Porosity, element loss, and strength model on softening behavior of hybrid laser arc welded Al-Zn-Mg-Cu alloy with synchrotron radiation Analysis

The severe strength loss of hybrid welded Al-Zn-Mg-Cu alloy joints such as 7075-T6 has been characterized using high-resolution synchrotron radiation X-rays and theoretical modeling. To elucidate the physical causes of this static strength change, the distribution of strengthening elements such as Zn and Cu and the three-dimensional gas porosity were mapped.

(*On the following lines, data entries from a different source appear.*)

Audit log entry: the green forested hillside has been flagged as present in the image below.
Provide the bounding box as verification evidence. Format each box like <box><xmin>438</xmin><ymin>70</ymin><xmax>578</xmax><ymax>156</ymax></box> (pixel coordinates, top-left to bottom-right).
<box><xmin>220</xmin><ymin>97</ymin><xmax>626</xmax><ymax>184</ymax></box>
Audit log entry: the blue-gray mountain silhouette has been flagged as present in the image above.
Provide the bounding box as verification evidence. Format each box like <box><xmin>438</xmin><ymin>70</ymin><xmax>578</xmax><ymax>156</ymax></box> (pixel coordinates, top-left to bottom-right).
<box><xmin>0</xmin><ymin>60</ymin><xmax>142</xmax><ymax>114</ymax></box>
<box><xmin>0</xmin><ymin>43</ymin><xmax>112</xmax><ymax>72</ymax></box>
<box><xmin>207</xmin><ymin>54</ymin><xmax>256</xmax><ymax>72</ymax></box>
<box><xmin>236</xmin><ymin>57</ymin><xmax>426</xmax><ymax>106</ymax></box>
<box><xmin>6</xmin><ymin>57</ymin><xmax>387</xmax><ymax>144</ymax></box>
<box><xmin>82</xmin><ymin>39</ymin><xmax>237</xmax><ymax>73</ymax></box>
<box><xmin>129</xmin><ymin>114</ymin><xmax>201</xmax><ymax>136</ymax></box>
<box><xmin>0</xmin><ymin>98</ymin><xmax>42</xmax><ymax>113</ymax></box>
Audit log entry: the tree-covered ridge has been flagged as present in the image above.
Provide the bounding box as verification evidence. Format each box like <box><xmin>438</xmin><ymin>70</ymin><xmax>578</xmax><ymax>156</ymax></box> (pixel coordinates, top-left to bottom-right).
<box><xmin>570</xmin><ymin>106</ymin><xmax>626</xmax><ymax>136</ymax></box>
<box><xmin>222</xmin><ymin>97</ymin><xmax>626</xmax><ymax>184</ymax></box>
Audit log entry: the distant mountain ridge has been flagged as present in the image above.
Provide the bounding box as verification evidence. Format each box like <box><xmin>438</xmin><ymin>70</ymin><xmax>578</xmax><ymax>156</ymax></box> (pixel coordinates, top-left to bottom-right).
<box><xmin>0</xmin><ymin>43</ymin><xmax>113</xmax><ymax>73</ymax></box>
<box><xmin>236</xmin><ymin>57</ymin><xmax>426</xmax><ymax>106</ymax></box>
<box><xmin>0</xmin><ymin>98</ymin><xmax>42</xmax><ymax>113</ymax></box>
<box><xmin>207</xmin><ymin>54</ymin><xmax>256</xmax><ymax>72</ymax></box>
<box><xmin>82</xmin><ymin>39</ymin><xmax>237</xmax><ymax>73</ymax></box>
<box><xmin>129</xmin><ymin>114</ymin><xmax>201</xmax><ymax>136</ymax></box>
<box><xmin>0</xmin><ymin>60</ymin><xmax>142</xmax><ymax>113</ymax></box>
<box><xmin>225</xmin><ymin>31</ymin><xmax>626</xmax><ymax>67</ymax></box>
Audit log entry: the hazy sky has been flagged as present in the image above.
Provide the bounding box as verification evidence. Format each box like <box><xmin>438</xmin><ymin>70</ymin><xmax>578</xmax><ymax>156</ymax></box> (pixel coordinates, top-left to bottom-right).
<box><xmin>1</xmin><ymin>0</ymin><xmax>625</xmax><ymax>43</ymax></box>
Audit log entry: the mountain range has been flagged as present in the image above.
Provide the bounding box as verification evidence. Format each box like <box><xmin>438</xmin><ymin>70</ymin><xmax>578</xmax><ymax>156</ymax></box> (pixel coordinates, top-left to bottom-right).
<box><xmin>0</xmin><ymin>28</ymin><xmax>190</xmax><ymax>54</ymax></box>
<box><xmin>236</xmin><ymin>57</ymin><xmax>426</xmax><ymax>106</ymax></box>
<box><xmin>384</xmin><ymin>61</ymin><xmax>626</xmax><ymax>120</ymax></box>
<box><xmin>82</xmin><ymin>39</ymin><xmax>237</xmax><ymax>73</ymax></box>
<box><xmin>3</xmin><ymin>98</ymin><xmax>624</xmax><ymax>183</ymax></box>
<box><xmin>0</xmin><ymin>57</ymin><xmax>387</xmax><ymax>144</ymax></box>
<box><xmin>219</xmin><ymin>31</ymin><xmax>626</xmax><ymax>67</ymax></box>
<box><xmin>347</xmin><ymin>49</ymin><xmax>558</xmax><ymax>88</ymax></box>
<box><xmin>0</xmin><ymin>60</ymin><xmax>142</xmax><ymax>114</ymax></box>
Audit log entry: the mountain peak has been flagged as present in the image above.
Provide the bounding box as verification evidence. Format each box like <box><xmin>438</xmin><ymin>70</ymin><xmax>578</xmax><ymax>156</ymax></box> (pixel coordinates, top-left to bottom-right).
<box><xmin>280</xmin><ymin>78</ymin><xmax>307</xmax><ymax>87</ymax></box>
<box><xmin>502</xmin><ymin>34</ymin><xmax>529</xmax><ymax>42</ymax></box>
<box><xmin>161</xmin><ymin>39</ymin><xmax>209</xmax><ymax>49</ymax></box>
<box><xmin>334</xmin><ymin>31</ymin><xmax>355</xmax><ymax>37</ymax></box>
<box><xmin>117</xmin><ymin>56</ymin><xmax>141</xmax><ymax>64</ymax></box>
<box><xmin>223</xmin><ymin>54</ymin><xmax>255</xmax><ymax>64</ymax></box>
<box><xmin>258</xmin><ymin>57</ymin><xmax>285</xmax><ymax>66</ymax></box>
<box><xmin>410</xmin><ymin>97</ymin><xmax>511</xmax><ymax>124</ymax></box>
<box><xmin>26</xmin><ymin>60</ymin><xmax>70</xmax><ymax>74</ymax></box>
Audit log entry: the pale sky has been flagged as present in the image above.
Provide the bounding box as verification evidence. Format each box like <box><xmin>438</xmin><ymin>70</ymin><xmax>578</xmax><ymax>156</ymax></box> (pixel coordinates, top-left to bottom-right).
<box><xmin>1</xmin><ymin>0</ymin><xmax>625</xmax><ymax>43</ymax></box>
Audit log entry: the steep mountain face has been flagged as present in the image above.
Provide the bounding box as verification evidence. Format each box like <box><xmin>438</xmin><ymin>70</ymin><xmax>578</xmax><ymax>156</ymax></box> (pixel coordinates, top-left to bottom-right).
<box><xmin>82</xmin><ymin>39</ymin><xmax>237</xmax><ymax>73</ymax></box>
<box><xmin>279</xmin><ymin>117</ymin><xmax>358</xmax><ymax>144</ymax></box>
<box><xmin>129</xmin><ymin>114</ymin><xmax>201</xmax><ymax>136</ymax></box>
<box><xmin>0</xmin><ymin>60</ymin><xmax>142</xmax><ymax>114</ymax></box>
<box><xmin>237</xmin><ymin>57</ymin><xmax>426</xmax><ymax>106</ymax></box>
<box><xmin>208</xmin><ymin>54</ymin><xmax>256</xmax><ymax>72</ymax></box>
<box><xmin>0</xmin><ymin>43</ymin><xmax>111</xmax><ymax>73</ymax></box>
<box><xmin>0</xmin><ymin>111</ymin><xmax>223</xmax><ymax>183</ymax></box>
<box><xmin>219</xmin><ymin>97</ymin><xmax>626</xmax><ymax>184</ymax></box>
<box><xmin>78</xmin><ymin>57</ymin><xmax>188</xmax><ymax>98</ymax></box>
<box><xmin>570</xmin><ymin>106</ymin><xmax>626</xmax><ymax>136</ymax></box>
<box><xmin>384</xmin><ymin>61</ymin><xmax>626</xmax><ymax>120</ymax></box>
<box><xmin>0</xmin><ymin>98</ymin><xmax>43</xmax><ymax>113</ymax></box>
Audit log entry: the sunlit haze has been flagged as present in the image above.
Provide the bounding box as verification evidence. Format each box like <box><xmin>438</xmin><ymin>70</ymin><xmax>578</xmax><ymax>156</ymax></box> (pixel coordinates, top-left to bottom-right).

The interesting findings included the following: 1) Hybrid welds only reach approximately 53% of the ultimate tensile strength of the base phase, and the lowest strength is situated in the central fusion zone; 2) because of the excessive evaporation of elemental Zn and the significant inverse segregation of elemental Cu in cenral fusion welds, the major strengthening elements gather near the heat-affected zone; 3) the elastic modulus of hybrid welds is slightly larger than that of their base alloys, probably as a result of the inhomogeneity in their chemical composition, microstructure, geometry, and residual stress; 4) the pore size ranges from below 0.01 mu m to approximately 107 mu m, and it is modeled by the Schwartz-Saltykov method to reveal its damaging effects on the static strength; 5) a strength model of 7075-T6 welded butt joints is established to correlate with the elastic modulus, porosity, and heat inputs, and it coincides well with the computational and experimental results; and 6) in principle, the porosity has little influence on the static strength of hybrid welds, and the modified strengthening structure markedly dominates the overall mechanical properties.